The second tax advantage is that Pfizer would rid itself of the main perversity of the US tax regime - that in theory, the IRS taxes the global income of corporations but in practice it does not touch offshore earnings. These are only taxed if they are brought home to invest or distribute to shareholders.
As a result, cash-rich US companies such as Apple, Pfizer and Microsoft do not repatriate cash but leave it offshore, sometimes making a provision for its future taxation (Pfizer is holding a $20bn tax liability on its balance sheet). This creates huge war chests of cash, which US companies are tempted to spend on buying foreign businesses.
Pfizer cannot simply turn itself, for example, into an Irish company to release this cash because the US changed the law in 2004 to curb tax inversion. Instead, it needs to reverse into a foreign company, leaving its investors with less than 80pc of the combined equity. AstraZeneca both provides a good use for Pfizer’s cash reserve and prevents the offshore earnings problem from recurring.
All this would make AstraZeneca attractive enough but there is a third tax benefit - the ‘patent box’, which was introduced by George Osborne, the UK chancellor, to match schemes in the Netherlands and other countries. It permits companies that research and develop new products in the UK to pay only 10pc tax on the income.
By becoming UK-domiciled, Pfizer could channel many of its new drugs through the UK patent regime. Even if it made the bulk of the revenues by selling these drugs in the US, it could exploit the 10pc tax rate by arranging for its US sales arm to pay large royalties for the UK intellectual property.
Indeed, Pfizer is eager to discover whether it could go further than this and place some of the drugs it is already developing into the patent box if it acquires AstraZeneca.
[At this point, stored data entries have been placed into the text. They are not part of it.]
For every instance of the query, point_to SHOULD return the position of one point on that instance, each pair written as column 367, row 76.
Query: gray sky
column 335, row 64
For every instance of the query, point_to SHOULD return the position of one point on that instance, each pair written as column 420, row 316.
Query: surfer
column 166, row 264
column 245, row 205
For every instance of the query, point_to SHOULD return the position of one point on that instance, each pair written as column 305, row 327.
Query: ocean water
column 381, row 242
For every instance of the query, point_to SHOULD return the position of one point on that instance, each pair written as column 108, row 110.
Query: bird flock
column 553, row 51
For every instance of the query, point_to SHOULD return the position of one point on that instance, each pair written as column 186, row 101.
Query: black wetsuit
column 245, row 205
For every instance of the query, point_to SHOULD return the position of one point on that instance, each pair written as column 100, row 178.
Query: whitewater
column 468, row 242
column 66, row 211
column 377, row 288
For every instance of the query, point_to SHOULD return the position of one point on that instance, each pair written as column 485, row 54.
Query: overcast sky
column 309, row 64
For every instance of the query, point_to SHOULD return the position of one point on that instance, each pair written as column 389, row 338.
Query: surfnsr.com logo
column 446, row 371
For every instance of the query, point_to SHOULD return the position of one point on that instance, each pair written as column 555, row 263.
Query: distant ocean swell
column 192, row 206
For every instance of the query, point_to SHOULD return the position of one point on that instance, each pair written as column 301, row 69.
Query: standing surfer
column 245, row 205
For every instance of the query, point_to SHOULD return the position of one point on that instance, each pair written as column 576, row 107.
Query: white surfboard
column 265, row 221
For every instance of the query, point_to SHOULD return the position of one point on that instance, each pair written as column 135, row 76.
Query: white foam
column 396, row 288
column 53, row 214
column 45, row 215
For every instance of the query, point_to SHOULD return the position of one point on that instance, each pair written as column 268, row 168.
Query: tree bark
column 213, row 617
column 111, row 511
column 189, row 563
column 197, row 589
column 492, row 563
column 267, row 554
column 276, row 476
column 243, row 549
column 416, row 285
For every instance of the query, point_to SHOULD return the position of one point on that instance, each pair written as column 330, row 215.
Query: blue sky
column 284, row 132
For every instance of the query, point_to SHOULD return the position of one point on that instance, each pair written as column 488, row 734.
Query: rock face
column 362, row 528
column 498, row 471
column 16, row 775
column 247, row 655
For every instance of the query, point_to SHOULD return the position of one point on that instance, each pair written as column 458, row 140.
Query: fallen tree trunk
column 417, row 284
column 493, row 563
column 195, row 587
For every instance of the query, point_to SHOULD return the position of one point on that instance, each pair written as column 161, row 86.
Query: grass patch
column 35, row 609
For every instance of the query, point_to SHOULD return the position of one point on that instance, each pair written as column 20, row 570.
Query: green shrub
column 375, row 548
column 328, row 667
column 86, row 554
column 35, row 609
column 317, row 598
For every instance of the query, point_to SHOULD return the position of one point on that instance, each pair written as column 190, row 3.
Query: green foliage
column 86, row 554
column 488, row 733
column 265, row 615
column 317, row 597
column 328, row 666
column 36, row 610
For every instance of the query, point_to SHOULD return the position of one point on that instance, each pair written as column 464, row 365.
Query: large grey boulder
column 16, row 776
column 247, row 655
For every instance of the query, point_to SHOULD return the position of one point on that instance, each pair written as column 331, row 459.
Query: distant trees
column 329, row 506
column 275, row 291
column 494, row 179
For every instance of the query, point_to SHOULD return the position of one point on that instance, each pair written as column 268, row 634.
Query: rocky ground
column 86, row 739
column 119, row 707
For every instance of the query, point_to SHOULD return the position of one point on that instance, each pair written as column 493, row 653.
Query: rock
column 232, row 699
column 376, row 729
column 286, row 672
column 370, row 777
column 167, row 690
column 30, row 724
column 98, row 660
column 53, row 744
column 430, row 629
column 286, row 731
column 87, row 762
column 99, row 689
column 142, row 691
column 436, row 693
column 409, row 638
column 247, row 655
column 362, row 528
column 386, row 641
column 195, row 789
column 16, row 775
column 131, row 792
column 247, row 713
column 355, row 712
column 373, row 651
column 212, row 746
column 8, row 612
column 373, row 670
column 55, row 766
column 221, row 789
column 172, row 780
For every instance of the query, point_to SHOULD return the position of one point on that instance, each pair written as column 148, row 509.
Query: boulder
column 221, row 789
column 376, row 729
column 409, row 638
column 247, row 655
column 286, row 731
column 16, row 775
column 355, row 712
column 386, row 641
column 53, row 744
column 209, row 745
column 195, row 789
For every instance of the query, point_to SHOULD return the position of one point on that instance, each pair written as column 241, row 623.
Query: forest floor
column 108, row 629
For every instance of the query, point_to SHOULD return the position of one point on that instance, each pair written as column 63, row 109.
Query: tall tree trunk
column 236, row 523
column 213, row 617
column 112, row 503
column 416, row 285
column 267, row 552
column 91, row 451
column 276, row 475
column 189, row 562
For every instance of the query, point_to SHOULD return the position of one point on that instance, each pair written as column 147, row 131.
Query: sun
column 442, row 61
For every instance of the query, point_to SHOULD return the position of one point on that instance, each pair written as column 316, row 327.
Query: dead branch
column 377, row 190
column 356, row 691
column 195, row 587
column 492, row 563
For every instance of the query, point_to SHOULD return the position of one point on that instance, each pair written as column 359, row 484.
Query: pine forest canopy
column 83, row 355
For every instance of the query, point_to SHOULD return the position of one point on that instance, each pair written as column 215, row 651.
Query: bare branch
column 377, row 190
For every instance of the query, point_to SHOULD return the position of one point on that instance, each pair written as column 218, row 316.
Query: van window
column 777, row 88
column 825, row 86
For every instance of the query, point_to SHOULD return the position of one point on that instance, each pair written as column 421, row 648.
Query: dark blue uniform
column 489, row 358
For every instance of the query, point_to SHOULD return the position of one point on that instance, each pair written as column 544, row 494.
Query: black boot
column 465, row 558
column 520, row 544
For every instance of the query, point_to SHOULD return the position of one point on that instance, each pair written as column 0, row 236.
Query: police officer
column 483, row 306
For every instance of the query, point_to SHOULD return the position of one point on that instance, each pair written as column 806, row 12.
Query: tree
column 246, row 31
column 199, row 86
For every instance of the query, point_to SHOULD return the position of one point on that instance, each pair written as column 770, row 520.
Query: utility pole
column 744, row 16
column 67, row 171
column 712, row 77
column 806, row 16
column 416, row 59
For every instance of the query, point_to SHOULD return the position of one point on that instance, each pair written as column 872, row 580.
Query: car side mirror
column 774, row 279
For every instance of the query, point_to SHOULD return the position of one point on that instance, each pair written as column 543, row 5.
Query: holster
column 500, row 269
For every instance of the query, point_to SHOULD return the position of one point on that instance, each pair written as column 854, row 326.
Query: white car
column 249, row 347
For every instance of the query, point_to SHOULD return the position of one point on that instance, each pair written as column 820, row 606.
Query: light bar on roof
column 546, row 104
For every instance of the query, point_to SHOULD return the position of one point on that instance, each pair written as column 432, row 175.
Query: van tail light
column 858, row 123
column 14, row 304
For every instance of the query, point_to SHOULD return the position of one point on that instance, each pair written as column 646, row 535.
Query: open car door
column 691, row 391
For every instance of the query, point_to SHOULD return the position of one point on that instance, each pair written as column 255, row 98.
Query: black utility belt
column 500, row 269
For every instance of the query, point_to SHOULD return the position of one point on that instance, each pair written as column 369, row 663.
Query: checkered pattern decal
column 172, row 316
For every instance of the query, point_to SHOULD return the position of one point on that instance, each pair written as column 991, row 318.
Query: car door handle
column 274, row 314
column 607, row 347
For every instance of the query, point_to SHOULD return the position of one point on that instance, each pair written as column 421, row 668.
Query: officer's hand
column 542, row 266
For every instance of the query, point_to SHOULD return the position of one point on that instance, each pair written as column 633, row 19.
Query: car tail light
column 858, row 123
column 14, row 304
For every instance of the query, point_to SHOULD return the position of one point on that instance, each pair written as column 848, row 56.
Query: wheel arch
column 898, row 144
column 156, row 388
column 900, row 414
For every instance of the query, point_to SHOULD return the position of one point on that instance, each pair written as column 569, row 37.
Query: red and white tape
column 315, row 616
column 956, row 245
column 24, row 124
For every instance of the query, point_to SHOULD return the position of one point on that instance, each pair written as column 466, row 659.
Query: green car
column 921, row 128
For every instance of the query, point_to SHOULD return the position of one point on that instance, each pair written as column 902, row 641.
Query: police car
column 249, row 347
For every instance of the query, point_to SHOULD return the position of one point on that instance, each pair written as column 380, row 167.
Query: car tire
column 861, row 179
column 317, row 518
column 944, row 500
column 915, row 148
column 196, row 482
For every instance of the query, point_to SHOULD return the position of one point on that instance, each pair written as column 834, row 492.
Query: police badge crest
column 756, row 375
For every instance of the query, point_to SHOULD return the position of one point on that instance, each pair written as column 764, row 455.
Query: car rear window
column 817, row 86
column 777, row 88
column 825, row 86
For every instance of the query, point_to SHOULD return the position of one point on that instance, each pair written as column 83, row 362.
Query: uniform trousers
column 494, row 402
Given that Ian Read, its chief executive, is a Scottish-born chartered accountant, one expects a keen focus on all the potential tax benefits.
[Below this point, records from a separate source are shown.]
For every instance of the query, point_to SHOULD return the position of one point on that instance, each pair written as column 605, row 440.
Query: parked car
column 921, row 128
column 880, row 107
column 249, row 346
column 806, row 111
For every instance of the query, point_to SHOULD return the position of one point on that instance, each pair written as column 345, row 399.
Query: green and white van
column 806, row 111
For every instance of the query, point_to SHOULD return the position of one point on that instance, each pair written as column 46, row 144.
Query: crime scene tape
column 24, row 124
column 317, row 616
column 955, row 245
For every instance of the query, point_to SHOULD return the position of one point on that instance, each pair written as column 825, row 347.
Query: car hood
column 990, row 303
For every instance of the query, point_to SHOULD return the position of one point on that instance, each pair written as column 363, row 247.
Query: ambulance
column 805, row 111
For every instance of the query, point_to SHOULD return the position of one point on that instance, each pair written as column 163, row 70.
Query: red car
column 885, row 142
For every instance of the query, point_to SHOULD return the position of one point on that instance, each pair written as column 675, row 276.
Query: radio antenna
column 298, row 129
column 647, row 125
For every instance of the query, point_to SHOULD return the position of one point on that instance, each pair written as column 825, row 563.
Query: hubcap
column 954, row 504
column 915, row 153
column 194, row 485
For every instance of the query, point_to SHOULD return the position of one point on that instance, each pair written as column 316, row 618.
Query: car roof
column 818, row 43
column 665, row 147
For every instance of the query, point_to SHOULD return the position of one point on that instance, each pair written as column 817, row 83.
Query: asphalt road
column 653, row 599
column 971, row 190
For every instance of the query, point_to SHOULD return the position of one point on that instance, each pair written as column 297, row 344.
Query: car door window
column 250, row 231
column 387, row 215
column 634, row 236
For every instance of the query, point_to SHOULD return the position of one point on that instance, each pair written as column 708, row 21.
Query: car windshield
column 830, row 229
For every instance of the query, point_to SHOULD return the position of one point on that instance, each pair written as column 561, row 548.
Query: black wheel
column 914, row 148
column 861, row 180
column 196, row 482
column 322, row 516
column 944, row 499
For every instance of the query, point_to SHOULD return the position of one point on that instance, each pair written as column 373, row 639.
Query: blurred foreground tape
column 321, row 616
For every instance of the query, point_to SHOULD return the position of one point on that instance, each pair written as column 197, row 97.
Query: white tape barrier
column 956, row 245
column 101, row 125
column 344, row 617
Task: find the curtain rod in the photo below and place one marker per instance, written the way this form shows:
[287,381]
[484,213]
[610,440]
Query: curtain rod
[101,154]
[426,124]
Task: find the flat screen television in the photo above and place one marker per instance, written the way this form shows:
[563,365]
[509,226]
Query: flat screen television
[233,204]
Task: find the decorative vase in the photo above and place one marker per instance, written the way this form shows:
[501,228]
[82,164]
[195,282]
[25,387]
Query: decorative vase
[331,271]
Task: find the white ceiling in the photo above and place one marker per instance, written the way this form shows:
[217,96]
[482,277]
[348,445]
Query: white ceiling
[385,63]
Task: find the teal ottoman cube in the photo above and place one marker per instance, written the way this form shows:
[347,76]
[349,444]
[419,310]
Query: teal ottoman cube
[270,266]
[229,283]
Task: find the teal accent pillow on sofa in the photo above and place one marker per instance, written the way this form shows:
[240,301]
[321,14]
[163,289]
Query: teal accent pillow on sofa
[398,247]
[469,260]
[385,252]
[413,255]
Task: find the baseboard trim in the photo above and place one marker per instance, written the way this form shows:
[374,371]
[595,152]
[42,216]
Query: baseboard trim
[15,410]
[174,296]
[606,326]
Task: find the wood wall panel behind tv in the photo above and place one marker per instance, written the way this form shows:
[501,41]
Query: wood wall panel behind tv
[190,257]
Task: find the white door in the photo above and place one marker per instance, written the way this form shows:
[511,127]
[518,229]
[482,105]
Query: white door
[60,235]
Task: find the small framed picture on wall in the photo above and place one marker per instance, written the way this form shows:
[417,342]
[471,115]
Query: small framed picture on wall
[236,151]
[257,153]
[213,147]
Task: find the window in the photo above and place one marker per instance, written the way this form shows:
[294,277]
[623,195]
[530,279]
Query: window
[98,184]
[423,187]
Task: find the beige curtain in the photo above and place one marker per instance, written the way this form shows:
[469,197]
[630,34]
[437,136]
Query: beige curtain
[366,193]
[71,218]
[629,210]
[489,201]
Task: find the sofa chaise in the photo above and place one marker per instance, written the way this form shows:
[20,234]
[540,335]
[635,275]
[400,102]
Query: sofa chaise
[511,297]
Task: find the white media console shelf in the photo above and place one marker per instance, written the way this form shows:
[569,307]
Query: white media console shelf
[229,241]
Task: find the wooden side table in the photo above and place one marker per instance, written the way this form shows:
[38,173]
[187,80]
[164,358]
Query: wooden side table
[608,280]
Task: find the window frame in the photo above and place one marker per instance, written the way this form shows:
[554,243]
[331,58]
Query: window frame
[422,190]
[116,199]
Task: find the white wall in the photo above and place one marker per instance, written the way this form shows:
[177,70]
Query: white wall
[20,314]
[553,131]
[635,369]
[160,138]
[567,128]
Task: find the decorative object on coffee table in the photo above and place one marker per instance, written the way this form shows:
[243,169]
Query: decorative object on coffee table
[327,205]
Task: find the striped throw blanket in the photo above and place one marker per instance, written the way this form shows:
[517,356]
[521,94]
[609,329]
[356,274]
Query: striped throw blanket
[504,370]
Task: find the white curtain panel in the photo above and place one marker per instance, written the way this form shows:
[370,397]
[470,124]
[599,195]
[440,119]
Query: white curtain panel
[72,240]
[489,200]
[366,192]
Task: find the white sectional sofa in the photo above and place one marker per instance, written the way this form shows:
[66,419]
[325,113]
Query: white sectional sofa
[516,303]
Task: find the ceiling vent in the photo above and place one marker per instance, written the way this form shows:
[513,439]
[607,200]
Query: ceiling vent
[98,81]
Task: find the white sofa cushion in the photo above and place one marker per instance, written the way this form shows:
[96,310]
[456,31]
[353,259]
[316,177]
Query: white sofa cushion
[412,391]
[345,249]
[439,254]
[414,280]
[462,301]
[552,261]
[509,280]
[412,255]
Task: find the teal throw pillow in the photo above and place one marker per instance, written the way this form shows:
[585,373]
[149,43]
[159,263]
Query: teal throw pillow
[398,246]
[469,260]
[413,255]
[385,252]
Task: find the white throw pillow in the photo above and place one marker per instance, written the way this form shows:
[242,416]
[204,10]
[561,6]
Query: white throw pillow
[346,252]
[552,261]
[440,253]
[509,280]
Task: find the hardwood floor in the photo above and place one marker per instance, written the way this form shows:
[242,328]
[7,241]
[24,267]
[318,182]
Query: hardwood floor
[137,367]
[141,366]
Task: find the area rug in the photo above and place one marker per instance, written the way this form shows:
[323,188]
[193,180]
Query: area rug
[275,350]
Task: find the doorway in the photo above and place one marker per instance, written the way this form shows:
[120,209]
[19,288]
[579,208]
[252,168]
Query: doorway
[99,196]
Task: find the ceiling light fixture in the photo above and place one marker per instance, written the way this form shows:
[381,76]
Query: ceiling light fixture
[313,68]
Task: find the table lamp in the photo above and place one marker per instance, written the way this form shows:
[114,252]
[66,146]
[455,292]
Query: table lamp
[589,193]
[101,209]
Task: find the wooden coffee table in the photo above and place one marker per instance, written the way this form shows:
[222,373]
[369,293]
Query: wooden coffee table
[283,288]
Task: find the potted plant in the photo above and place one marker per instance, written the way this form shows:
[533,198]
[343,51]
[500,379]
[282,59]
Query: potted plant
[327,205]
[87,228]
Mr Read is doing his job for his investors and a merger might work on industrial terms, even ignoring the tax benefits (although big mergers carry big risks). But the enormous gulf between the US and UK corporate tax regimes means that shareholder value is being defined in a strange way.
There is no reason for this wave of fiscally engineered mergers to subside. Merck & Co, Pfizer’s rival, has plenty of offshore cash - about $57bn, according to Audit Analytics, the research group. If Pfizer manages to acquire AstraZeneca, why would Merck not run the numbers on GlaxoSmithKline? Having lobbied for a patent box, the UK drugs industry might vanish into it.
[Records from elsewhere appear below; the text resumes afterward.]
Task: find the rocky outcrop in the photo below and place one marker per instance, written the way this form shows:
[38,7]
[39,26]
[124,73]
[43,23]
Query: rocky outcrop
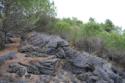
[7,56]
[63,64]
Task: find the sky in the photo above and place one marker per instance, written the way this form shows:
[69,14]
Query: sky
[98,9]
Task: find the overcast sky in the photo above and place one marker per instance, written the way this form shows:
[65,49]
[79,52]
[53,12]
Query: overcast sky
[98,9]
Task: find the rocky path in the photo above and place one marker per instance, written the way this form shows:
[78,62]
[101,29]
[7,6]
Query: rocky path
[45,58]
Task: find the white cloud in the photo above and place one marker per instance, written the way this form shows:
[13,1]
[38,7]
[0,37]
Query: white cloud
[98,9]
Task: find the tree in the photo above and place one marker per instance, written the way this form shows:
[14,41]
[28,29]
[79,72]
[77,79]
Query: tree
[109,26]
[22,15]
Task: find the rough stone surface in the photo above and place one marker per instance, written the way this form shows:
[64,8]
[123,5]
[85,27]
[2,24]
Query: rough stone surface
[62,64]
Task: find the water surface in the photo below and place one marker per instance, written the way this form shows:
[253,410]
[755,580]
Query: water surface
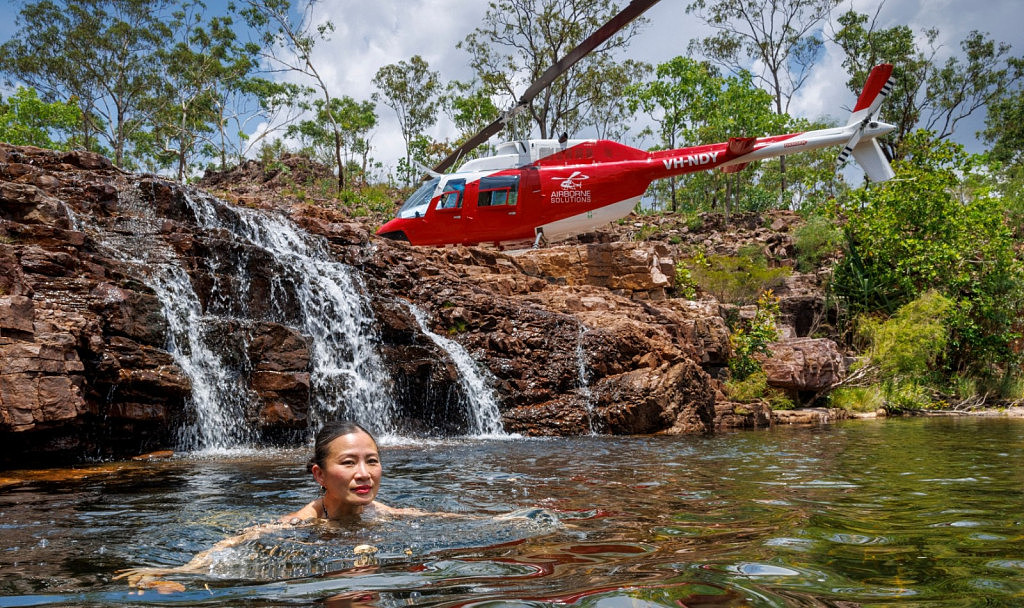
[925,512]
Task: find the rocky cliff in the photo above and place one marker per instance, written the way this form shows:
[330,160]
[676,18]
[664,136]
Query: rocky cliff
[577,338]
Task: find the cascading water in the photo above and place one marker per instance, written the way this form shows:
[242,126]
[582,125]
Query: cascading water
[309,291]
[217,398]
[483,414]
[347,375]
[583,379]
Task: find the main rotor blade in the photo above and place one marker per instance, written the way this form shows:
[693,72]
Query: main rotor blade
[625,16]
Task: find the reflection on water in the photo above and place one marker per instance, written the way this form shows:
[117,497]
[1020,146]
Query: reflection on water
[886,513]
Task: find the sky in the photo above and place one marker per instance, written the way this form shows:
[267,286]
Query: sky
[370,35]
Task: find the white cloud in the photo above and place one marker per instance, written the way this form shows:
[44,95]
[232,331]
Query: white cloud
[370,35]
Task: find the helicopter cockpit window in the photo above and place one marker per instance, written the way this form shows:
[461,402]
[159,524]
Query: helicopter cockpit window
[496,191]
[416,205]
[452,197]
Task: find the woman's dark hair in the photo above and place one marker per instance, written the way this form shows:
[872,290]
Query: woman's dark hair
[328,433]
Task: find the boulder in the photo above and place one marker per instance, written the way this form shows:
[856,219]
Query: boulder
[806,364]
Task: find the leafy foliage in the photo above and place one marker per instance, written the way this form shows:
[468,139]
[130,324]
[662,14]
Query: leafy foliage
[737,279]
[412,89]
[691,102]
[26,120]
[754,338]
[815,241]
[923,231]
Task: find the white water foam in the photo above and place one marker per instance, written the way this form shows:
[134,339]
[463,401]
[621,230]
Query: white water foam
[481,405]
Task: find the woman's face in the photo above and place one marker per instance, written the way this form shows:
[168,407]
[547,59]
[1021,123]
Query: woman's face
[351,473]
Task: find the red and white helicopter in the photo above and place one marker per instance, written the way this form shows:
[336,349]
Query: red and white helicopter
[547,189]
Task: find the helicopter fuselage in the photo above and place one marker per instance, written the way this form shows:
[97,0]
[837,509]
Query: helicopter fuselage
[556,189]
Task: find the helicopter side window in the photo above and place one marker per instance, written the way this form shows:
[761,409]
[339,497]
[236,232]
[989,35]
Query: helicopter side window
[452,197]
[416,205]
[498,191]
This would not be a tragedy if the scientific expertise and the jobs remain in the UK. The identity of multinationals is more fluid than in the past - most of their revenues often come from outside their home territory and their senior executives are of different nationalities. Nonetheless, it is telling that Pfizer’s head office will stay in New York.
Companies put together purely for tax reasons - with no industrial or cultural logic behind them - will be fragile. Of course, no company will admit to it when it suggests a deal. But as long as the financial benefits of tax arbitrage remain so great, so does the incentive.